Thursday, July 28, 2011

SOUTH SUDAN: A NEW BORN STATE


 As South Sudan prepares to declare independence on July 9, the capital city of the world’s newest nation is busy dressing up for a three-day celebration.
Workers armed with brooms made of reeds wage a losing battle against the dust that coats everything in this city. The new nation’s flags festoon the streets. And banners emblazoned with congratulatory messages decorate the city’s streets, many of them little more than rutty mud tracks.
A digital clock in the middle of a traffic circle in downtown Juba counts down the hours to independence. "Free at last!" it flashed. "Welcome to Africa's country No. 54."
Security is a major concern in this post-conflict nation in which rebels are still fighting in nine of the 10 states. Officials have begun confiscating illegal weapons from residents, many of whom are former rebels who fought the northern Sudanese army.
Southern officials and Western organisations accuse the government of Sudanese President Omar al-Bashir of arming some of the rebels. Some acknowledge that tribal rivalry and disenchantment with the government is also a factor. Southern Sudan’s Internal Affairs Minister Maj Gen Gier Chuang Aluong told journalists that the "enemies" of the state were working to destabilise the south. "They want to portray South Sudan as a failed state even before take-off," he said.

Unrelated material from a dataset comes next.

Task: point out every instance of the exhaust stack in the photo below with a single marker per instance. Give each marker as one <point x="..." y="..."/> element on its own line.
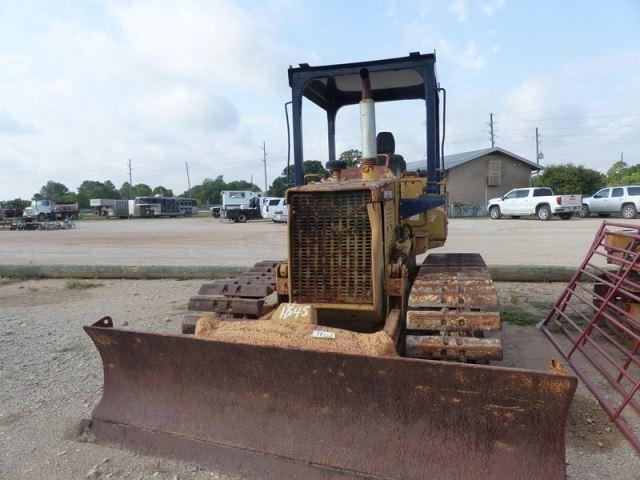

Southerners voted overwhelmingly in a referendum in January to secede from the north. But there are many post-referendum issues that still need to be worked out between north and south Sudan.
When Sudan Prez will meet his detractors Prominent among them are the fate of the oil-rich region of Abyei that straddles the internal border and is claimed by both sides, and the sharing of oil revenue. Most of the oil fields are located in the south, however, the pipelines that pump the oil to the Red Sea port of Port Sudan are all located in the north. Officials from the north and the south are engaged in intense discussions in the Ethiopian capital Addis Ababa to resolve these outstanding issues. However, southern officials told The Tribune a solution before July 9 is unlikely.
“These post-referendum issues will become post-independence issues,” Barnaba Marial Benjamin, South Sudan’s Minister of Information, said in an interview.
Acknowledging the tremendous challenges faced by the new country, he said: “South Sudan is bigger than Kenya, Uganda, Rwanda and Burundi combined. It has been destroyed over 50 years of war and so it is a real ground zero, and to have a ground zero of this size means that there are many challenges in infrastructure and development.”
Two decades of north-south civil war that ended with the Comprehensive Peace Agreement of 2005 left at least two million people dead.
On Wednesday night, the legislative assembly approved a transitional constitution after a marathon debate that wrapped up just shy of midnight. Government critics, including some in the ruling Sudan People's Liberation Movement (SPLM), have expressed concern about the disproportionate powers vested in the office of the president. Vice-President Riek Machar has been a leading critic in particular citing the authority given to the President to dismiss state governors at whim. Others criticise the power to appoint 66 members of the president's choosing to the legislative body, which is already dominated by the SPLM. To some, the inclusion of these powers are ominous portents of one-party dominance on a continent that is no stranger to strongmen.
Despite these concerns, Southern Sudanese are in a mood to celebrate. At midnight on Friday, as the date switches over to July 9, the joyous sounds of church bells, drum beats and ululating women will resound across Juba.